対照的なチームカラー。アーセナルに慢心は禁物

 対してアーセナルは、プレミアリーグ26試合で29失点と悪い数字とは言えないが、不用意な失点が目立つ。

 GKシュチェスニーが喫煙問題でポジションをはく奪された後、オスピナがゴールマウスを守ってからはマンチェスター・シティ戦を含む3試合連続で完封するなど安定感が出たかと思われたが、ここ3試合で計4失点。相変わらずのムラっ気でファンをヤキモキさせている。

 つまり、モナコはアーセナルが最も苦手とするタイプのチームといえるだろう。アーセナルが圧倒的に攻め込みながらも点が奪えず、モナコが少ないチャンスをものにする…。そんな展開になることも十分考えられる。

 とはいえ、モナコに欠場者は多い。リカルド・カルバーリョ、ジョアン・モウチーニョ、ラッギ、バカヨコが負傷で、トゥラランは出場停止。

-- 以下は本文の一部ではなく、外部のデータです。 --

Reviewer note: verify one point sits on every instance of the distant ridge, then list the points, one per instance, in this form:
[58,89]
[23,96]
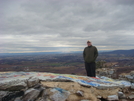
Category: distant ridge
[125,52]
[119,52]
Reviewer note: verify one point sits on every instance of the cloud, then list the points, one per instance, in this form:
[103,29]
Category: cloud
[65,23]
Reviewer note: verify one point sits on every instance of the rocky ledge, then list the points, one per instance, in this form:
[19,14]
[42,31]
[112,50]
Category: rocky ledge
[41,86]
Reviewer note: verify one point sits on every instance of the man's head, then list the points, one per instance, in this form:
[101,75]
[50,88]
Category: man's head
[89,43]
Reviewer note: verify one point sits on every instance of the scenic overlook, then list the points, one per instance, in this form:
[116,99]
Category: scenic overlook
[66,50]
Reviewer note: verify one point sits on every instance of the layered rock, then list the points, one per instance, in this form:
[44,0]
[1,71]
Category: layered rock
[37,86]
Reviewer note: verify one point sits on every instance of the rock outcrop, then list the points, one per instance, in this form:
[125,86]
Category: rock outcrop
[37,86]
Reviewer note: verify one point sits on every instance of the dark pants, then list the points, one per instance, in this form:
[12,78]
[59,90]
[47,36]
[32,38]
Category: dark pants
[90,69]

 基本システムはアンカーを置いた4-3-2-1で、カルバーリョとラッギはCB、トゥラランはアンカー、モウチーニョとバカヨコはインサイドハーフと全てセンターライン。特に、トゥラランとモウチーニョは中盤で攻守に高い貢献が期待できるだけに、彼らの不在は大きな戦力ダウンだろう。

 90分間集中を切らさず守備を固めて、ベルバトフら攻撃陣は決定機を確実に得点につなげる必要がある。

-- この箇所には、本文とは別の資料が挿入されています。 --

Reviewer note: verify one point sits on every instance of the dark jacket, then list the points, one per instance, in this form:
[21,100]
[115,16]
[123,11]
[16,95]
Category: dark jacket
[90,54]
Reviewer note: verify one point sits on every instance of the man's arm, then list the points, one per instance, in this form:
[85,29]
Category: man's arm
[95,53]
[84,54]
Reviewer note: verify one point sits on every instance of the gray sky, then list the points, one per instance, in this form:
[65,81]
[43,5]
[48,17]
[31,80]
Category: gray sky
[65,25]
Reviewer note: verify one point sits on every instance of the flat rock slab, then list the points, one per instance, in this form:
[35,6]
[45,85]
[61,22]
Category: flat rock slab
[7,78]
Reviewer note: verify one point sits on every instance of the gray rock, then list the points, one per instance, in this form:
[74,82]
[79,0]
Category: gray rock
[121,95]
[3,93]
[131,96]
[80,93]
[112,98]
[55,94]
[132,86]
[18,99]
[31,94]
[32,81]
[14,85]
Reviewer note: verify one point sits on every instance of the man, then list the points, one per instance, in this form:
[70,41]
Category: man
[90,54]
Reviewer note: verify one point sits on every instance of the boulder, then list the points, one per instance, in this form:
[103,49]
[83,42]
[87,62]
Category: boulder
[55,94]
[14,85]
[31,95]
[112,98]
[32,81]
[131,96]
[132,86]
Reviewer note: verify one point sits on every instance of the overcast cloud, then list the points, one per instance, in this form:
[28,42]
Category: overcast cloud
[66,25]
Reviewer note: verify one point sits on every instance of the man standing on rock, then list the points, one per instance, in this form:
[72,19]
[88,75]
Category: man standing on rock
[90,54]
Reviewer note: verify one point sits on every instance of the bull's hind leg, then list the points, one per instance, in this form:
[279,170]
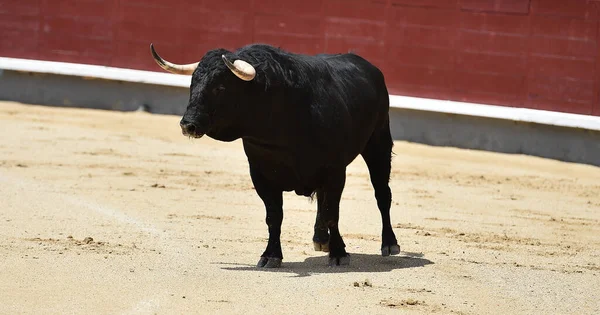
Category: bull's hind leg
[378,155]
[321,236]
[331,194]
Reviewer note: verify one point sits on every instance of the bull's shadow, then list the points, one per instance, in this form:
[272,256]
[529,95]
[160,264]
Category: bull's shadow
[358,263]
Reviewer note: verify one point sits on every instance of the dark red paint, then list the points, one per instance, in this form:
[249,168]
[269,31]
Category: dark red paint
[523,53]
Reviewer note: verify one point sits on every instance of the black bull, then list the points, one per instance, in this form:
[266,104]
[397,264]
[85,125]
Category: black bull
[302,119]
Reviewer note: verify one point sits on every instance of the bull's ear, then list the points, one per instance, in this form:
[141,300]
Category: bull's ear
[240,68]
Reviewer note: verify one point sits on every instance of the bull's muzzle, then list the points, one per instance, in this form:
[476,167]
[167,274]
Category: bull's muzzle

 ただ、アーセナルの負傷者に関してもアルテタ、ディアビ、ドゥビュシー、チェンバレン、ラムジーと相変わらずの多さとなっている。それだけに、新加入ながらすでにチームの顔となったアレクシス・サンチェスやカソルラ、ジルー、エジルといった攻撃陣に慢心は禁物。

 ヴェンゲル監督は、名古屋グランパスを率いた95年、96年(途中退任)より前の87-88シーズンから93-94シーズンまで7シーズンの間モナコの指揮を執り、リーグ戦で1度、カップ戦で2度の優勝に導いている。指導者としての礎を築いたともいえる古巣との一戦は感慨深いものがあるはず。

 下馬評ではアーセナルの圧倒的有利とされているが、対照的な特徴を持つモナコも決して侮れない相手だ。